BBL3504: Koine Greek; 4 Cr. (Elective)

Prof. Jerry Reisig Interchurch Center Conf. Rm. A

This course is an intensive study of the grammar, syntax, and vocabulary of the Koine Greek of the Second Testament. Students will develop a basic vocabulary and grammar which will allow them to translate simple Bible passages. This course is a requirement for BBL3514: Introduction to Koine Greek 2 & Exegesis

MPC2743:  Crisis Counseling: 3 Cr.

(Face to Face): Sat. July 15, 22 (8:30am-4:30pm) Rm. 411 (Moodle): July 17, 19, 24, 26, 31

MPC2743: Crisis Counseling: 3 Cr.

Prof. Ronald Baard

This class will focus on current pastoral/theological perspectives regarding crisis counseling in pastoral ministry. A range of individual and family crises (including medical crises, sudden loss, addiction, domestic violence, trauma, and physical and mental illness) will be explored through readings, discussions, case studies, in-class role-plays, and carefully selected film and video resources. A major goal here is to work towards each student’s articulation and practical application of a pastoral theology in times of crisis. Enrolled students must have access to a context for the practice of pastoral ministry


HTU1014: Church History 1; 4 Cr. (Yr. B, Required) Prof. Dale Irvin Rm. 330

This course provides an introductory survey to the history of Christianity in its global context, beginning with the early church. Attention is paid to the relationship between Christianity and urban life in a variety of contexts, the wider social and political context in which churches have lived out their ministries, the role of women and others who have been socially marginalized through history, and the development of theological ideas in diverse cultural locations. While the major scope of the course covers earliest Christianity to the dawn of the modern world, a brief survey of the history of Christian churches over the past five centuries is provided at the end of the course.

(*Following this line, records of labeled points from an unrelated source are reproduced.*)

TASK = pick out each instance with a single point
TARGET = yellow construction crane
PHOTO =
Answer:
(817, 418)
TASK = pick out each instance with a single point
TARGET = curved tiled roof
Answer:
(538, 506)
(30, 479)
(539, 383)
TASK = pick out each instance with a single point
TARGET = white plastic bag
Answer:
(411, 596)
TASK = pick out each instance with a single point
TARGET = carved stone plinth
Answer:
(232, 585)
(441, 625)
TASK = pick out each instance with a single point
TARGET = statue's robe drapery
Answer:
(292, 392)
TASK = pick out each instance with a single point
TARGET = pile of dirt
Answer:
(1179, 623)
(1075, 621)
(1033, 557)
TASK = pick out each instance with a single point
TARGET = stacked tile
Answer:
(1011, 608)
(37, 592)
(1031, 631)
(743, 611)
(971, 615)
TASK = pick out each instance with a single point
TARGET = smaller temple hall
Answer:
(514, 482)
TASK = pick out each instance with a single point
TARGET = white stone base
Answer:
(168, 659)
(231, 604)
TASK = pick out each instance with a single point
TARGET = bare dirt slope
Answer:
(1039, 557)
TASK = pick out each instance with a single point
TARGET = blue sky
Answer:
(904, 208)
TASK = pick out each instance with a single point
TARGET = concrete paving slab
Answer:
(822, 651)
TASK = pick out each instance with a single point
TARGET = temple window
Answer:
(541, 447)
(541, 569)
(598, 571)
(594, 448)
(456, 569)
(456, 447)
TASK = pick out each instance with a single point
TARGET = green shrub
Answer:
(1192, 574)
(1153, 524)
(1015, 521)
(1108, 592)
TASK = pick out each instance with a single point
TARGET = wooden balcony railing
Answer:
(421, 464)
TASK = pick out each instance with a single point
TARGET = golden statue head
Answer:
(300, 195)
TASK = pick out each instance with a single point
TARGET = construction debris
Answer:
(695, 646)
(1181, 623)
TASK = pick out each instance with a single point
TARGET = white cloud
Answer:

BBH1004: Bible 1: Intro To the First Testament (OT; the Hebrew Bible)

4 Cr. (Yr. A, Required)

Prof: Jin Hee Han                    Rm. 411: Break-outs: (Sep) 419/421/423         (Oct-Dec) 314/320/321

This course presents an overview of the First Testament/Hebrew Bible commonly known as the Old Testament with a particular emphasis on the formation of the biblical literature and the background of the culture and history of ancient Israel.  Special attention will be paid to the literary structure of the biblical narrative and the social history of the biblical tradition.  Implications for theological reflection and ministry will also be explored.  This course is the first component of the Bible Sequence of the first year of the Master’s programs, and is followed by Bible 2: Exegesis Practicum (January) and Bible 3: Introduction to the Second Testament (spring).  These three courses are best taken in immediate sequence.


TTU1014: Intro to Theology

4 Cr. (Yr. B, Required)

Prof. Peter Heltzel

Rm. 330(Break-out Rooms: 316, 317 & 318)

This foundational course offers an introduction to the nature, methods, and basic themes of Christian theology. Central doctrines are explored both in their classical formulations and contemporary reconstructions in the context of global Christianity. Special attention will be given to the emergence of different types of liberation theologies in the United States, including Black/African-American, feminist/womanist, Hispanic/Latino (a), and ecological theologies.